Al New York Times, Sheryl A. Ryan dell’AAP ha spiegato che: “Il fatto che la marijuana sia legale in molti stati potrebbe dare l’impressione che sia innocua durante la gravidanza, specialmente alla luce delle molte testimonianze di chi la utilizza per ridurre le nausee a cominciare da quelle mattutine. In realtà, ci sono ancora molti aspetti da chiarire”.

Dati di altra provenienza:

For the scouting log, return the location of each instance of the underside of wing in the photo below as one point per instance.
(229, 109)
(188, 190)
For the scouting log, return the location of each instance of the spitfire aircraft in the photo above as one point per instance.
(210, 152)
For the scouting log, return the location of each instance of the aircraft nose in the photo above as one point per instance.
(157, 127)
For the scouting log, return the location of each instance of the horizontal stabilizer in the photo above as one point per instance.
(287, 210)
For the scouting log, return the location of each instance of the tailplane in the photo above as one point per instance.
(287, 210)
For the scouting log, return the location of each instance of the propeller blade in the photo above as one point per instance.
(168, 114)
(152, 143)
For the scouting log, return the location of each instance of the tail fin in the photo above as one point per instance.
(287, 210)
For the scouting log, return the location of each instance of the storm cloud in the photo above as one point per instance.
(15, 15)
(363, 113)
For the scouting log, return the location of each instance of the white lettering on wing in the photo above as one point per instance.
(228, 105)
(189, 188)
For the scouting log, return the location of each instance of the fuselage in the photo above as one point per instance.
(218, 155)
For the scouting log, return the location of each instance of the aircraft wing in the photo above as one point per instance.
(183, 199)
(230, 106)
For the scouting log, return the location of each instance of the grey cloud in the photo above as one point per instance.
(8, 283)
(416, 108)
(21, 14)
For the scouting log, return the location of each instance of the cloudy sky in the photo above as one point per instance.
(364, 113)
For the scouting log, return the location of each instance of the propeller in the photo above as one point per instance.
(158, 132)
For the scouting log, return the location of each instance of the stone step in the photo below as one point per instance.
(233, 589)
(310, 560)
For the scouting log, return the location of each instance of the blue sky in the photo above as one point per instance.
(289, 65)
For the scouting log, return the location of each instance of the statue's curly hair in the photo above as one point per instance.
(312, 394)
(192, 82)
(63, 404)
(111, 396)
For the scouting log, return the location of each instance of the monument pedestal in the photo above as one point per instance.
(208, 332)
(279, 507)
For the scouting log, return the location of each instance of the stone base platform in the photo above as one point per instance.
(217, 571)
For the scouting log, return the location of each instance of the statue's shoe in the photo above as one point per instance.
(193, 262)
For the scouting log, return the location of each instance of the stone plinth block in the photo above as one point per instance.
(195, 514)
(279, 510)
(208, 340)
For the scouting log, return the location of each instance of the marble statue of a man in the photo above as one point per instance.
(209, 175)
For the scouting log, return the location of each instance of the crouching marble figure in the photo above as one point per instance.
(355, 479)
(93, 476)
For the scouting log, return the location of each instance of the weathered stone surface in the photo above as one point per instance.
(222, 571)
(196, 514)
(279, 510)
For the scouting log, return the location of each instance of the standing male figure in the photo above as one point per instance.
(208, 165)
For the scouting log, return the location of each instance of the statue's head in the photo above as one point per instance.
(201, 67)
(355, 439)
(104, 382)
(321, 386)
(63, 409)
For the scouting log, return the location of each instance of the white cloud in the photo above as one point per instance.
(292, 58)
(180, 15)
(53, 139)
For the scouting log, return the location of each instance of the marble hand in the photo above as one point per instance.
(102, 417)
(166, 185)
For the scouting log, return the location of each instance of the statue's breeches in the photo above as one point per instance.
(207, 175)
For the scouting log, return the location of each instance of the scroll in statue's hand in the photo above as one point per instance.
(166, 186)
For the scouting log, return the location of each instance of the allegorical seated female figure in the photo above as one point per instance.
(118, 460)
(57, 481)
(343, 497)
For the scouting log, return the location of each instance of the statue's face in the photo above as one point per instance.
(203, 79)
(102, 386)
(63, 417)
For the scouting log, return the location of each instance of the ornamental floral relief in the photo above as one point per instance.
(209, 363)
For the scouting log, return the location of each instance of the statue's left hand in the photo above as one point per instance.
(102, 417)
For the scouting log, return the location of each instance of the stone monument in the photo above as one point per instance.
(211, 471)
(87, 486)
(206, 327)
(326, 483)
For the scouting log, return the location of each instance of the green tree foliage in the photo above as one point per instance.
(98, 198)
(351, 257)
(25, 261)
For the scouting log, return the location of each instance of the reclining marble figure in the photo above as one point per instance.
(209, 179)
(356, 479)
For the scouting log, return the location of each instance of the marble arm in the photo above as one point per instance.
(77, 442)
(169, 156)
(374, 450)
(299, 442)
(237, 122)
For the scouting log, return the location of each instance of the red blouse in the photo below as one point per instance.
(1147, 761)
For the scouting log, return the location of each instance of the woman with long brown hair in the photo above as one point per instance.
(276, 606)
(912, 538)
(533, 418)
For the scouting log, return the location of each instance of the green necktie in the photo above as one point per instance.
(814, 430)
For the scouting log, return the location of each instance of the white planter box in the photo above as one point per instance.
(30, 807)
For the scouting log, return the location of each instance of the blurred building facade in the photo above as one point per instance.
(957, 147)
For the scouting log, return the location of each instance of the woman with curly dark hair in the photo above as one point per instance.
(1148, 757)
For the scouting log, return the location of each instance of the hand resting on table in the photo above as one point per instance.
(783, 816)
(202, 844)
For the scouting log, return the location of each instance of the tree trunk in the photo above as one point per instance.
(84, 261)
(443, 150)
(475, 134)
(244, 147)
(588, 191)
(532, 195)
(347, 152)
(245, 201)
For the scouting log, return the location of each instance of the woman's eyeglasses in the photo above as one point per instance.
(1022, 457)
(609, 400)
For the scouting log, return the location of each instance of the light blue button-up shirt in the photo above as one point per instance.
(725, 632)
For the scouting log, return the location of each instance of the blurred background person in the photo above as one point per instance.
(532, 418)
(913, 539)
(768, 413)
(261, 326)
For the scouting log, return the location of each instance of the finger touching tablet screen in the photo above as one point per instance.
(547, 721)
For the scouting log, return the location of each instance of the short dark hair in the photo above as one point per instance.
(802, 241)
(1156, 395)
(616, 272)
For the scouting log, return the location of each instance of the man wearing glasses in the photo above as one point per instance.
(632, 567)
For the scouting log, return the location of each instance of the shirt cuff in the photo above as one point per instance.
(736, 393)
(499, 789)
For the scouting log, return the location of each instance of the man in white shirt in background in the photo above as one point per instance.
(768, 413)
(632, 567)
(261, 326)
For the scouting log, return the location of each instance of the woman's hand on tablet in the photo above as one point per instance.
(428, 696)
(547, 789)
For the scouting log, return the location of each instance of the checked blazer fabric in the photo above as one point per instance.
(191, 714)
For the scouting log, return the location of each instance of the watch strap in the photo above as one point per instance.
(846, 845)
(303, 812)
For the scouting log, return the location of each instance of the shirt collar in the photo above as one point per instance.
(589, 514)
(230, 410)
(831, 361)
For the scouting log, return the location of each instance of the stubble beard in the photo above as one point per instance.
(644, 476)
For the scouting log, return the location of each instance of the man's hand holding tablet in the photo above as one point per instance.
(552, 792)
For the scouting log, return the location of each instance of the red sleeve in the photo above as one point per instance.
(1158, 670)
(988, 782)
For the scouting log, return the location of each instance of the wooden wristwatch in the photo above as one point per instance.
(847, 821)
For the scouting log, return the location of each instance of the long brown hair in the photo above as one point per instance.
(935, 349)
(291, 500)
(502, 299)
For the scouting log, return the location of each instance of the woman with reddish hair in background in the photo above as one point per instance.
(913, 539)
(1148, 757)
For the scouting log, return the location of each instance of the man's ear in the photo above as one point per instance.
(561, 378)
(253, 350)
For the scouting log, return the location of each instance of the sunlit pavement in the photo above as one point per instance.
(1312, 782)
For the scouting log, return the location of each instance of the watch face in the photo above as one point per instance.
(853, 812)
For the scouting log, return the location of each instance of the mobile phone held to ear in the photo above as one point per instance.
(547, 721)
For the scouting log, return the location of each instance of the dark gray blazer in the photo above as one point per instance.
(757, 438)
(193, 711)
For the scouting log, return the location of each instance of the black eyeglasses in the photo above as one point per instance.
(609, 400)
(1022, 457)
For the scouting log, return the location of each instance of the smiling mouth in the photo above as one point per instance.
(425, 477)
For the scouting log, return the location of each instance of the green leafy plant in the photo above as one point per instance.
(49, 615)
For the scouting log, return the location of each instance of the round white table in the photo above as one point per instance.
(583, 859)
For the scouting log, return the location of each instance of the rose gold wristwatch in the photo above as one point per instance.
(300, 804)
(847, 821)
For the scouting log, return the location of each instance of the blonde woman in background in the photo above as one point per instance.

Gli studi realizzati sul tema sono però ancora pochi e non hanno portato a conclusioni definitive. La ridotta letteratura scientifica era dovuta soprattutto alla bassa percentuale di persone che dichiaravano di fare uso di cannabis, condizione che è cambiata sensibilmente negli ultimi anni. Alcuni studi avevano evidenziato già in passato la capacità del THC di superare la barriera costituita dalla placenta, raggiungendo il feto durante la gravidanza. La sua presenza potrebbe fare aumentare il rischio di sviluppare ridotte capacità cognitive, ma si attendono nuove e più approfondite ricerche per poterlo confermare, come è avvenuto in passato con il fumo di sigaretta.

Lo studio dell’AAP è inoltre parziale perché ha analizzato il solo latte materno, senza invece rilevare gli effetti dell’eventuale esposizione al THC da parte dei bambini allattati. L’ammontare stesso di THC potrebbe variare notevolmente a seconda dei casi, del tempo trascorso tra l’assunzione da parte della madre e il momento dell’allattamento. In attesa di ulteriori approfondimenti, l’AAP consiglia comunque di evitare di assumere marijuana fino a quando termina il periodo dell’allattamento, in modo da ridurre al minimo eventuali rischi.